Image à revoir ? Succès à tenir ? Il n'y a pas de solution miracle, mais des stratégies commerciales. Première règle d'or, digne des plus beaux mariages d'intérêt : unir le riche avec le riche. Finis les artisans de l'ombre, les Boris Bergman (Alain Bashung), les Jacques Lanzmann (Jacques Dutronc), les Didier Barbelivien (Patricia Kaas). Le casting s'opère aujourd'hui entre stars : pour épauler une vedette populaire, on en appelle une autre, de même stature commerciale. On voit ainsi des titulaires de disques de diamant (un million d'exemplaires vendus) redevenir artisans, écrire, réaliser, produire des albums entiers pour leurs rivaux, et complimenter "le patron" sous des airs d'humilité admirative. Ce fut le cas de Michel Berger, puis de Jean-Jacques Goldman, c'est aujourd'hui celui de Pascal Obispo, mélodiste prolifique, chanteur très apprécié des jeunes filles et des radios FM, inscrit au panthéon des tubes avec "Lucie", l'air de l'été 1997.
Compositeur, président de la République du néoromantisme, Pascal Obispo est en visite officielle chez Laurent [sic] Pagny pour "Savoir aimer", tube de l'hiver, et joue les stylistes de haute couture chez Johnny Hallyday pour "Ce que je sais". Pas une photo, ou presque, qui ne montre, depuis la sortie du disque début janvier, Johnny flanqué de son alter ego de la jeune génération. "C'est normal, dit un ancien patron de maison de disques, les radios FM sont sourdes. Avant d'écouter, les programmateurs lisent les prospectus. Si Obispo marche, alors les chansons qu'il fera pour Johnny, souvent boudé par les radios jeunes, vont aussi cartonner. C'est ainsi qu'ils pensent et c'est la logique des golds".
Sur tous les fronts
A chanteur, chanteur et demi : il faut aujourd'hui occuper tous les fronts, du studio à la scène, de la télévision à la presse. "A chaque fois qu'il entendra "Hallyday", l'auditeur pensera "Obispo" ; à chaque fois qu'il entendra "Obispo", il pensera "Pagny" ", dit un programmateur de radio. Ce jeu de miroir, dont ne se plaindra pas Mercury, le label du groupe PolyGram auquel appartiennent Pagny et Hallyday, se solde souvent par un duo (Hallyday-Obispo, Goldman-Dion, etc.). Qui a commencé ce petit jeu des familles, très français ? Serge Gainsbourg, sûrement, mais son but était autre : séduire les femmes, Birkin, Bardot, Karina, Adjani ou Deneuve.

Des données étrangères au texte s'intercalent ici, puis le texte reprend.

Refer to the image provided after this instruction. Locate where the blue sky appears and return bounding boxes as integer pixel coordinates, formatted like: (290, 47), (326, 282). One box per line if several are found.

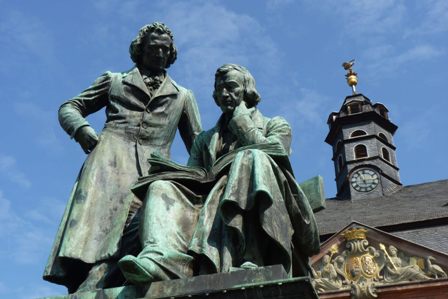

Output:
(0, 0), (448, 298)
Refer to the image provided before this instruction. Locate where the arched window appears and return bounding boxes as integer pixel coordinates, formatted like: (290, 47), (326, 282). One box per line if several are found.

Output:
(338, 155), (343, 172)
(347, 103), (362, 114)
(378, 133), (389, 142)
(381, 147), (390, 162)
(380, 108), (388, 119)
(350, 130), (367, 138)
(335, 140), (342, 153)
(355, 144), (367, 159)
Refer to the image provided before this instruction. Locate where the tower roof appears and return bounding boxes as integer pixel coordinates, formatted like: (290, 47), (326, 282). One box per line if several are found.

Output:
(325, 94), (398, 144)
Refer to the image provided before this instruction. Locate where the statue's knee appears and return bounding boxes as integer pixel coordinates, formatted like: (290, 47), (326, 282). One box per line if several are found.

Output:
(148, 180), (173, 194)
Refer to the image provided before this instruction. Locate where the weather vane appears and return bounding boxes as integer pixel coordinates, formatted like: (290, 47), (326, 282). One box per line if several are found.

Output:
(342, 59), (358, 94)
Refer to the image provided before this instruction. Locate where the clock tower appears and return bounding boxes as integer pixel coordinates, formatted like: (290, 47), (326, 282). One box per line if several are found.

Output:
(325, 60), (401, 199)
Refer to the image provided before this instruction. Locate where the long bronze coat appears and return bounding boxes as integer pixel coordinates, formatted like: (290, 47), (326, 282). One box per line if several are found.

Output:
(44, 68), (201, 284)
(132, 108), (319, 280)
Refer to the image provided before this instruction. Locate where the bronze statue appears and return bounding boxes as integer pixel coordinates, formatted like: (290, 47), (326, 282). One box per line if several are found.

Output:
(44, 22), (201, 293)
(115, 64), (319, 284)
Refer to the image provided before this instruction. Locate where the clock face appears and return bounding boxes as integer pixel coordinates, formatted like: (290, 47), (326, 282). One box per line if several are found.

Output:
(350, 168), (380, 192)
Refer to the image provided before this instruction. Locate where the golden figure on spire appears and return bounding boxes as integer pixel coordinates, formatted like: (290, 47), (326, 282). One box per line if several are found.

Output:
(342, 59), (358, 94)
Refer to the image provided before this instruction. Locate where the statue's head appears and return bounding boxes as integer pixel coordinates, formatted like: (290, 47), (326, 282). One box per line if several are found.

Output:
(129, 22), (177, 70)
(213, 64), (261, 113)
(389, 245), (398, 256)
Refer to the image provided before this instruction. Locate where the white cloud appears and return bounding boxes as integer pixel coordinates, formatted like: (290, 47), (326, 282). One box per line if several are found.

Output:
(14, 101), (62, 151)
(362, 44), (444, 79)
(408, 0), (448, 35)
(0, 190), (63, 265)
(0, 10), (55, 65)
(0, 153), (31, 188)
(266, 0), (294, 9)
(308, 0), (406, 38)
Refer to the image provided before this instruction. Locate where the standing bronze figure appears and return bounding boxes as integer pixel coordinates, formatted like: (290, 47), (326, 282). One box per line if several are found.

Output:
(119, 64), (319, 284)
(44, 22), (201, 293)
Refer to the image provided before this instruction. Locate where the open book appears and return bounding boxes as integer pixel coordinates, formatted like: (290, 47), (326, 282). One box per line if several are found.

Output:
(132, 143), (291, 198)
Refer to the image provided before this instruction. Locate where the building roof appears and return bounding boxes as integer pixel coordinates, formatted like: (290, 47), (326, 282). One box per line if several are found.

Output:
(316, 180), (448, 236)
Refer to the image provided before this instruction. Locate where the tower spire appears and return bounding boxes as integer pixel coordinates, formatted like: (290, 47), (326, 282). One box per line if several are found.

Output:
(342, 59), (358, 95)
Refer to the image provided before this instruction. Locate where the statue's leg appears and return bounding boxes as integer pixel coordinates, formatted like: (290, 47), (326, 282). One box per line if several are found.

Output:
(119, 181), (200, 284)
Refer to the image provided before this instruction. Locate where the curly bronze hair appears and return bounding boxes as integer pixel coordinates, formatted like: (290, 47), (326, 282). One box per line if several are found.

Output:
(129, 22), (177, 68)
(213, 63), (261, 108)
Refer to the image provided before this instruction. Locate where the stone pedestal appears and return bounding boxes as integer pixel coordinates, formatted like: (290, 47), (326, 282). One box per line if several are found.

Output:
(44, 265), (318, 299)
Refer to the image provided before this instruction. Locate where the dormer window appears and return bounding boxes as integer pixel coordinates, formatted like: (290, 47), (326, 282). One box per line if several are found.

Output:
(347, 103), (362, 114)
(335, 140), (342, 153)
(355, 144), (367, 159)
(350, 130), (367, 138)
(378, 133), (389, 143)
(338, 155), (344, 172)
(379, 108), (388, 119)
(381, 147), (390, 162)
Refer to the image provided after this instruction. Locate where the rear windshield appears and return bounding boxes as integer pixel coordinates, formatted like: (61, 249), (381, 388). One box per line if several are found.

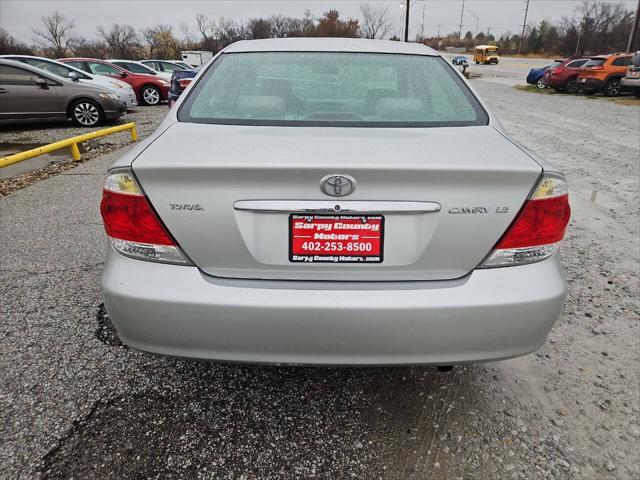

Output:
(178, 52), (488, 127)
(583, 58), (606, 68)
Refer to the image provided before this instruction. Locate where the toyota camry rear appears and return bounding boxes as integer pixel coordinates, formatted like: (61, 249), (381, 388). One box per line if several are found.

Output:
(101, 39), (570, 365)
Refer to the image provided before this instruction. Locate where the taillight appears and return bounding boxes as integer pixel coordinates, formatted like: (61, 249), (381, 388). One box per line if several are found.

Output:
(480, 175), (571, 268)
(100, 169), (190, 265)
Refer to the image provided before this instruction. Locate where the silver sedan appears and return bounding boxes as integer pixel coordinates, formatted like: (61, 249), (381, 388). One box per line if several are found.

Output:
(101, 38), (570, 365)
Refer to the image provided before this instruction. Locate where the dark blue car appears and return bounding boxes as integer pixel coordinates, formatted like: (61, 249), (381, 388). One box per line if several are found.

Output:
(167, 65), (204, 107)
(527, 60), (562, 88)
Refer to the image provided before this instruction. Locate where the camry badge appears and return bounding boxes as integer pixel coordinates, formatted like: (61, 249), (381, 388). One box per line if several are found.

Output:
(320, 175), (356, 197)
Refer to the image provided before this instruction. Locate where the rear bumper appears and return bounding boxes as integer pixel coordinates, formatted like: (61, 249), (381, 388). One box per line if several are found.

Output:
(542, 75), (569, 87)
(102, 248), (566, 365)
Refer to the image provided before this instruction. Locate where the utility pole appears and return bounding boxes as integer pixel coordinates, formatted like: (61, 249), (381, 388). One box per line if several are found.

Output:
(458, 0), (464, 40)
(518, 0), (528, 55)
(574, 22), (584, 56)
(627, 0), (640, 52)
(404, 0), (411, 42)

Le véritable inventeur en fut Michel Berger. En 1967, France Gall chante "Bébé requin". C'est la fin de l'époque "Sucettes" et "Poupée de cire, poupée de son", de Serge Gainsbourg. Le succès la fuit, elle doit lâcher son image de bébé fatal. Sa maison de disque, La Compagnie, créée par Hugues Aufray, est en faillite. "On cherchait, on ne trouvait pas", explique Bernard de Bosson, de l'UPFI (Union des producteurs phonographiques français indépendants), alors dirigeant de WEA France, où France Gall s'était finalement réfugiée. En 1974, ils s'adressent à Michel Berger. Il a à son actif le travail mené avec Véronique Sanson, et la renaissance d'une autre star du yéyé, Françoise Hardy, pour qui il a réalisé l'album "Message personnel", à dix mille lieux de "Tous les garçons et les filles". "Michel Berger l'a entièrement relookée, dit Bernard de Bosson. Berger a été un pionnier : avec "Message personnel", il avait montré que pour lui la composition ne s'arrêtait pas sur la feuille. Il allait jusqu'au bout de tout, jusqu'à la production et la scène". Berger composait des tubes, Gall chantait avec lui, "il passait alors, continue Bernard de Bosson, pour le producteur le plus doué du monde avec Quincy Jones". En 1984, Johnny Hallyday est mal à l'aise. Les déchirements de "Ma gueule" ne lui suffisent plus. Alain Lévy, alors PDG de PolyGram France, lui présente le créateur de Starmania, qui conçoit l'album "Rock'n'roll attitude" pour le rocker en mal d'image. Sa sortie suit de peu le tournage de "Détective" de Jean-Luc Godard, avec Nathalie Baye dont on entend la voix sur "Quelque chose de Tennessee", hommage à Tennessee Williams. L'ensemble apporte la caution intellectuelle qui manquait à Johnny.
Machine promotionnelle
L'année suivante, Hallyday renouvelle l'opération avec Jean-Jacques Goldman. "Gang", où percent des chansons comme "Laura" ou "Je t'attends", connaît une réussite mitigée, malgré la "goldmania" du moment, portée par les albums "Positif" et "Non Homologué". Par la suite, Goldman mettra beaucoup la main à la pâte, réitérant sa collaboration avec Johnny Hallyday pour "Lorada" en 1990, s'alliant avec Patricia Kaas, mais pour un titre "Il me dit que je suis belle", sous le pseudonyme de Sam Brewski ou encore pour une adaptation ("Quand j'ai peur de tout", à partir d'un thème composé par l'Américaine Diane Warren, responsable de plusieurs tubes de Céline Dion). Goldman offre également à l'Algérien Khaled "Aïcha", dont la mélodie est identique à celle d'une chanson composée pour Céline Dion, "Les derniers seront les premiers".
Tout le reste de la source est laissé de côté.